Nos últimos anos, os partidos políticos que governam o país têm denunciado a institucionalização de uma esquadrilha de milícias que tem raptado e violentado cidadãos indefesos, sem que o executivo movesse uma palha. Hoje é incompreensível ver essa mesma gente fugir das suas responsabilidades constitucionais de garantir a segurança a todos os cidadãos e em particular, às instituições da República, perante a militarização das suas instituições.
As forças de segurança e defesa que impediram o juiz conselheiro José Pedro Sambú de sair da sua casa, desde sexta-feira, 3 de novembro de 2023, teve beneplácito do governo, que as ajudou a consumar o golpe institucional no Supremo Tribunal de Justiça. Se não fosse, ter-se-ia pronunciado há muito tempo. Conheço o histórico dos partidos que governaram com o então Presidente da Comissão Nacional das Eleições e posteriormente Presidente do STJ, mas isso não deveria ser motivo para não defender a legalidade e o império da lei que tanto têm defendido, quando estavam na oposição. Não se esqueçam que o Presidente do STJ era titular de um órgão de soberania. Por isso, devia-se cortar o mal pela raiz, dando ordens àquela força alheia para se retirar, caso contrário assumiria as responsabilidades. Não estou a incentivar a violência, mas acho anormal um governo que carrega a legitimidade popular omitir-se da sua função principal, admitindo que forças estranhas atuem em nome do estado.

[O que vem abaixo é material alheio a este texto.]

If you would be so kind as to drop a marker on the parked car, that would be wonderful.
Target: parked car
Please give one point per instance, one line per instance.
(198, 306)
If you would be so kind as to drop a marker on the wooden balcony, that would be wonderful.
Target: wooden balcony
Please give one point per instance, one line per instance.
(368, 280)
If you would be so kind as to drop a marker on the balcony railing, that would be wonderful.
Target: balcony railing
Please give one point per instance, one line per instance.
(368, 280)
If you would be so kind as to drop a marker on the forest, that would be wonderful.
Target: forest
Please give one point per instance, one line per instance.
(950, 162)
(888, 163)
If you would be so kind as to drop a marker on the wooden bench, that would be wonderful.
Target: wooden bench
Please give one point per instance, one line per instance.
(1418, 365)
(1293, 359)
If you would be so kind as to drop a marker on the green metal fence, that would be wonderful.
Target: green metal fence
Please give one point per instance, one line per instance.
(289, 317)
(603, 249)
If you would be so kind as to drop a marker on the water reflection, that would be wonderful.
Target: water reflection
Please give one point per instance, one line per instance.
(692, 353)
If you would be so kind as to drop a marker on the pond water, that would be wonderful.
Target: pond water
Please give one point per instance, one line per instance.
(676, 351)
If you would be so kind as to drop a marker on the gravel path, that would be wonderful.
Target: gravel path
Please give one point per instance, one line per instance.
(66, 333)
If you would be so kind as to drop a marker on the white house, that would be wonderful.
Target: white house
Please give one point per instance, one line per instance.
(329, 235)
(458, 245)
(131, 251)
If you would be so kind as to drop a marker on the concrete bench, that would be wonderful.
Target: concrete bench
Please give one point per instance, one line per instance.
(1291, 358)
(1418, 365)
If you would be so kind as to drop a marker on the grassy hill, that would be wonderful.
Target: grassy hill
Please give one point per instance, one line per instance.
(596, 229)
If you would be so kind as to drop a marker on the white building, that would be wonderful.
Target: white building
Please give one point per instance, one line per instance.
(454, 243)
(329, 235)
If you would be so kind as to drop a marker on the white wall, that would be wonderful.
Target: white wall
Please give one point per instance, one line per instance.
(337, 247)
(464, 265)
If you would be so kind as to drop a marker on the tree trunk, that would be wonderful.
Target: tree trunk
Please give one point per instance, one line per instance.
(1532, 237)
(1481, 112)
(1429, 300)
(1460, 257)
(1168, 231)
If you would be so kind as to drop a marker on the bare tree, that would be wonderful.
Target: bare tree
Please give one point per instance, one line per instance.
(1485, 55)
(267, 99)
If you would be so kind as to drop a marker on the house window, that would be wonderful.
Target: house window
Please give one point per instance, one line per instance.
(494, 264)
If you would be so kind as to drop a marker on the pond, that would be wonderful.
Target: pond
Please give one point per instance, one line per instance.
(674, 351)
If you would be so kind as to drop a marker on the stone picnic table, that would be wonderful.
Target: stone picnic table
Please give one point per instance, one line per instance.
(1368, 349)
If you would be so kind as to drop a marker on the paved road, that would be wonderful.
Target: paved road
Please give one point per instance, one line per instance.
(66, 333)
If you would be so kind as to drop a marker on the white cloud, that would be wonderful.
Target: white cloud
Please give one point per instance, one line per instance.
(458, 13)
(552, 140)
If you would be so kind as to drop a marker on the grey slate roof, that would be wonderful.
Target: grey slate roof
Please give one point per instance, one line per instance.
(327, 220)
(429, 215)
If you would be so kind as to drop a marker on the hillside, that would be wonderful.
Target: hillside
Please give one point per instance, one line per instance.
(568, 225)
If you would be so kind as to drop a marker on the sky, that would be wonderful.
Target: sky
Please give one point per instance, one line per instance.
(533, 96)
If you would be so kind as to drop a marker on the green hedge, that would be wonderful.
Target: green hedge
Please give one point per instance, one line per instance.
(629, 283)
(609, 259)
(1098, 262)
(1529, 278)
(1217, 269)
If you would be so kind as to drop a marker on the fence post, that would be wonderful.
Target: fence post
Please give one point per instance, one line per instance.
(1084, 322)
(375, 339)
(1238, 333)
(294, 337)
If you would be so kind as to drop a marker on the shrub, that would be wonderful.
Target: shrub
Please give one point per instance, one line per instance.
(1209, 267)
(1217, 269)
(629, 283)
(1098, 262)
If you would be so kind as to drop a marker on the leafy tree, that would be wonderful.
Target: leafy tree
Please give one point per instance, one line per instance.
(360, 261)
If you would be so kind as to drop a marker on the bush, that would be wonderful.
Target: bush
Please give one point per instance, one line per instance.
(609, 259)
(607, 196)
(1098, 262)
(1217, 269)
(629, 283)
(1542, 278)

É uma omissão imperdoável. Hoje o Presidente do STJ foi forçado, por esta suposta força, a renunciar. Prepararem-se que depois de consolidadas as razões deste golpe baixo, talvez amanhã outro responsável de um órgão de soberania seja impedido de rir ou chorar na sua própria casa, tal como aconteceu com Sambú. No país, repetem-se histórias. Há dois anos uma encenação política fez o então Presidente da ANP, Cipriano Cassamá, chegar simbolicamente a Presidente da República, cargo que renunciaria dias depois.
Este STJ envergonha-nos a todos e descredibilizou a classe jurídica, tal como aconteceu com outras classes, incluindo a classe a que faço parte. Os dados estão aí: foi este STJ que legitimou o governo de Baciro Dja, foi este STJ que ficou com um processo eleitoral quase um ano, por pouco ia meter o país em guerra, foi esse STJ que depois do falecimento do juiz conselheiro Saído Balde forçou a eleição de José Pedro Sambú, mesmo sabendo que este não chegou a tomar posse como juiz conselheiro, etc, etc.
A justiça é o âmago da democracia e do Estado de Direito Democrático, e se ela for transformada num terreno fértil de disputas políticas para atingir fins inconfessos, afunda-se, perde a credibilidade social e abre o caminho para a implementação da lei da selva.
É preciso trabalharmos para credibilizar as instituições judiciais e fortificar as instituições da República na Guiné-Bissau, de modo a consolidar o Estado de Direito Democrático. Outrossim, é urgente uma mobilização popular para estancar esta hemorragia jurídica no Supremo Tribunal de Justiça, mas para que isso aconteça é necessário que os nossos governantes ponham em prática o juramento constitucional que fazem ao tomarem posse: Defender a Constituição e demais Leis da República.